As we can see in the XAML above, we use TextBlocks, which are data bound to different properties of the TouristModel class.

We also added a button whose purpose will be to close the details page.

The code for the Click event for the Button is as follows.

        private void ButtonClose_Click(object sender, RoutedEventArgs e)
        {
            Visibility = Visibility.Collapsed;
        }

Now, we edit the XAML for Mainpage to show the TouristVIew control and bind it to our data source.

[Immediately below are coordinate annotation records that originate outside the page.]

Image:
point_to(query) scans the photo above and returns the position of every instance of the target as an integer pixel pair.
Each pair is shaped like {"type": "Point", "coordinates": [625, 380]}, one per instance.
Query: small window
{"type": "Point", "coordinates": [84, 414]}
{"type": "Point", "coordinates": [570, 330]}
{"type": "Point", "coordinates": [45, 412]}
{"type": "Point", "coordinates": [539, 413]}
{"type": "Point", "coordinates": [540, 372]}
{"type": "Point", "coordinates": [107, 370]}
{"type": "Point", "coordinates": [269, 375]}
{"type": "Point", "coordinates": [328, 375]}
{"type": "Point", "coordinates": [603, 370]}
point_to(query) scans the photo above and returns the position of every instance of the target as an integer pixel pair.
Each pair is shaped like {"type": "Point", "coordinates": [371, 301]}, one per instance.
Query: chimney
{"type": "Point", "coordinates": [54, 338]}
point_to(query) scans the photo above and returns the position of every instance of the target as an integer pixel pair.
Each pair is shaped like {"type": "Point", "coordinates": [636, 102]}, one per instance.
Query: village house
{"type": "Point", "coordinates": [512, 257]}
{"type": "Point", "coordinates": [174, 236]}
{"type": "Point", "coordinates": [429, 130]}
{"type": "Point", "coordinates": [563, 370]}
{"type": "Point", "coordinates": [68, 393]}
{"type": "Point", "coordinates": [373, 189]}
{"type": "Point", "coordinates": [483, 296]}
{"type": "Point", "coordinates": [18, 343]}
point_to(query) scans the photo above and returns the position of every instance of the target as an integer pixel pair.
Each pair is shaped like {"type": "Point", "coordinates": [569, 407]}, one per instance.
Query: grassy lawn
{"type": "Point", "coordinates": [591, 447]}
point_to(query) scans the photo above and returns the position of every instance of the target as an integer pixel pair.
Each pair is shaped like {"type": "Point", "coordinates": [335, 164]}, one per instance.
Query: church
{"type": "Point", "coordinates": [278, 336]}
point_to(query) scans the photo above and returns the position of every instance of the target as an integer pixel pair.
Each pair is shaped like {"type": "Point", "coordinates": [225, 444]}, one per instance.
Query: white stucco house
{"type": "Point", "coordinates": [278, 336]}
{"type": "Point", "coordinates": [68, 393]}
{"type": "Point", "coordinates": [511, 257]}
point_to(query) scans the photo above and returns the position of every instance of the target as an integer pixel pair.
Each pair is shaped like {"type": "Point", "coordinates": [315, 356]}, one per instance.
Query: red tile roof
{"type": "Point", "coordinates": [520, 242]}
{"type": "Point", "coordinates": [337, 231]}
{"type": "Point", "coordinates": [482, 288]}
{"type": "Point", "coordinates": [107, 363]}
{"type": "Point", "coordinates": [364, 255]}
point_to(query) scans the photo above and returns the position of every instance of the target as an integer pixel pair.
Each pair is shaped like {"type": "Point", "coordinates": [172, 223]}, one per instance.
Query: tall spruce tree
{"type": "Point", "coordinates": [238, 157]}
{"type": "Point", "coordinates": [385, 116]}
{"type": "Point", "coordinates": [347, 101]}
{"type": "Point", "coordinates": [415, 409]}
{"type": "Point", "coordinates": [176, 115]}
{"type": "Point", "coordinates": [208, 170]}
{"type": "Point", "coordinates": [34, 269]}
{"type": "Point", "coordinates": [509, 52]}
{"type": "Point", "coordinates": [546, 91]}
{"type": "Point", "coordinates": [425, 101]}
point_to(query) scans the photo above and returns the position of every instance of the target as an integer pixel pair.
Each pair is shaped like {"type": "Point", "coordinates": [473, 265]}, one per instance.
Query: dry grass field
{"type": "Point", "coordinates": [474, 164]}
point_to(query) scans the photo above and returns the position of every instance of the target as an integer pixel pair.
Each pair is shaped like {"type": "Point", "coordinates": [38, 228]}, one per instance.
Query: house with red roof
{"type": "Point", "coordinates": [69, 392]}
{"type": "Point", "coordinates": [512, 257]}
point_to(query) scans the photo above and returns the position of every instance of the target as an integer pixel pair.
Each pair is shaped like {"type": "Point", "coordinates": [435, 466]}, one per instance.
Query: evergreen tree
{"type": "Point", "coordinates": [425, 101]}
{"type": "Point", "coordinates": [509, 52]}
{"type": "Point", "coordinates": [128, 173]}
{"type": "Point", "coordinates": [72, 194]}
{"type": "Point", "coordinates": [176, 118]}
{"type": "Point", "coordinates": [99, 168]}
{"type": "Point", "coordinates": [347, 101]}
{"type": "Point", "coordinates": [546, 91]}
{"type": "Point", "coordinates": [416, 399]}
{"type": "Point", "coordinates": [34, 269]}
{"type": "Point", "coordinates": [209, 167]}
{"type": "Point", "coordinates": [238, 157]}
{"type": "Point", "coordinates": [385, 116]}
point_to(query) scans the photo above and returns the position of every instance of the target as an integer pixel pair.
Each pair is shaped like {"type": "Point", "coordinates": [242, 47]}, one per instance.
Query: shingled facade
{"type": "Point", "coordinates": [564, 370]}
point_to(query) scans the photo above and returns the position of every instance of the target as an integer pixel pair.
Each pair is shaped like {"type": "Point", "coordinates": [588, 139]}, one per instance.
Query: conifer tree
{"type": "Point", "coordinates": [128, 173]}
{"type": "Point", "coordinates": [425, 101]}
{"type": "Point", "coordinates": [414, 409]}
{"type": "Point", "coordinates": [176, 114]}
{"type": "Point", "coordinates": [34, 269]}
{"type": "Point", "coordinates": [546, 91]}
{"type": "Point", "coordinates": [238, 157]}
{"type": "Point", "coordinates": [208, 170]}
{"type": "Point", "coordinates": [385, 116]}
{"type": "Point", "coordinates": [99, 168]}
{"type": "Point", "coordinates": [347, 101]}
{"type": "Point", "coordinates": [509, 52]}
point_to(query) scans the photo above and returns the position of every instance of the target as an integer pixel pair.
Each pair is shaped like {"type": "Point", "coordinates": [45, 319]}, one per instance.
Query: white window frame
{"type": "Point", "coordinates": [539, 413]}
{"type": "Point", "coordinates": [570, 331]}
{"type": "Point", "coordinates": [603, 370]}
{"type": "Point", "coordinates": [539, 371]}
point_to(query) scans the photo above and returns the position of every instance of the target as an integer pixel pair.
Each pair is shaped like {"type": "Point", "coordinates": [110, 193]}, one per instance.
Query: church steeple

    <Grid x:Name="LayoutRoot" Background="Transparent">
        <view:TouristView x:Name="Tourists" DataContext="{Binding Path=TouristView}">
        </view:TouristView >
    </Grid>

Now, we have finished coding our application. Run the application and you will the screen below.

Run the application
Figure 1: Run the application

If we double click on any name, we will see the MVVM pattern in action, which will display the details of the selected tourist on the page.

The MVVM pattern
Figure 2: The MVVM pattern

If we click Close, the details will disappear from the page.

If you are having trouble following along, you can checked out the sample code for this article where we have this all coded up.

Summary

In this article, we learned about the Model View View Model design pattern and also saw a Windows Phone application using it for displaying content. I hope you have found this information useful.